Philip was invited to attend this year’s annual CMS Hospitality Conference, which was a well-attended seated affair, with some very interesting panels sessions. Here below his take-away nuggets:


  • The economist highlighted that the primary drivers of inflation were international events and it is these that have led to rises in interest rates, but no mention of Brexit.
  • Inflation may have reached an inflection point and interest rates may have peaked (MPC did not raise rates at their last meeting), but GDP growth remains low. Next move on interest rates will be downwards but not for some time.
  • According to Bank of England estimates, inflation will not fall back to 2% until Q2 2025. This delay is due to the higher proportion of fixed rate mortgages compared to history. There was a high level of renewals in mid-2023, but the biggest hit could be towards end of 2024 when a higher proportion of renewals could be at rate premiums of over +2.5 %.
  • Consumers have spent their C19 savings, thus GDP growth likely to be under pressure looking forward, but no recession expected.

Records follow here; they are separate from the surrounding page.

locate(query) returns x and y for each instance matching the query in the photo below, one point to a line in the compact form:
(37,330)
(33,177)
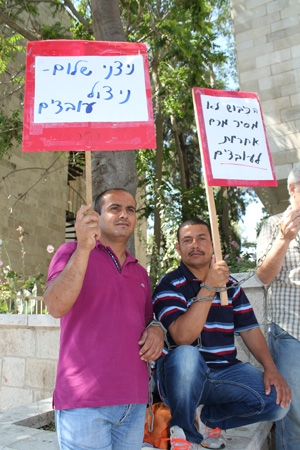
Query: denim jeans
(118,427)
(232,397)
(286,354)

  • Recent tourism statistics indicate that there has been some recovery to pre-C19 levels for international arrivals and are expected to continue to grow through 2023 (thought: this will be critical if the 16 new luxury hotels recently opened or about to open in London are to survive).
  • Interest rates of over 5% are expected until Q3 2024 and will drop to only 4% by end 2026. The drop back to low interest rates will be slow.
  • There will be no room for major tax cuts for at least the next five years, even with a general election expected within the next 12 months or so.
  • ESG important for Hilton.
  • ESG reporting by hotels will become a legal requirement from 1 Jan 2025, so hoteliers should use 2024 to train staff accordingly.
  • Green Loans v Sustainability Linked Loans (SLLs) – SLLs are more formalised with published guidelines. Lloyds Banking Group can offer 20bips discounts on Green Loans and can consider SLLs (discounts to be determined). SLLs require third-party verification usually by an auditor or environmental consultant, and high levels of reporting add to cost of project.
  • When valuing property in terms of ESG, in the office sector properties with high ESG credentials may result in 0.5% lower yield and benefit from higher rental levels. When valuing hotels, there is no adjustment to yield (as yet), the ESG credentials of a hotel are considered sufficiently reflected in the operating efficiencies.
  • If a property cannot hit EPC targets in future, it will be impossible for such property to get financing. Owners need to plan to mitigate such risk factors.
  • ESG lenders have varying requirements for now, need to harmonise going forward. SLLs could become the standard.
  • Looking forward, banks are unlikely to enforce covenants but refinance pressures could bring opportunities to the market.
  • Hotel websites need to become more personal (such as Netflix), whereby pages are personalised to your viewing habits. New AI makes this possible, so website should no longer be simply an online brochure. Guest journey personalisation is the future according to Gandalf the Chief Evangelist.
  • If you are using AI, be very careful what you put into it. It could be reused elsewhere without your knowledge or approval.
  • Gandalf also called the coming of 'OTA-zero'. In future, all bookings will come through Look out for: “The OTA is dead. Long live the brand.”


Many thanks and many congratulations to our wonderful hosts, Louise (loved your wrap up) and Tom, and to the catering team for the moreish lunch delights.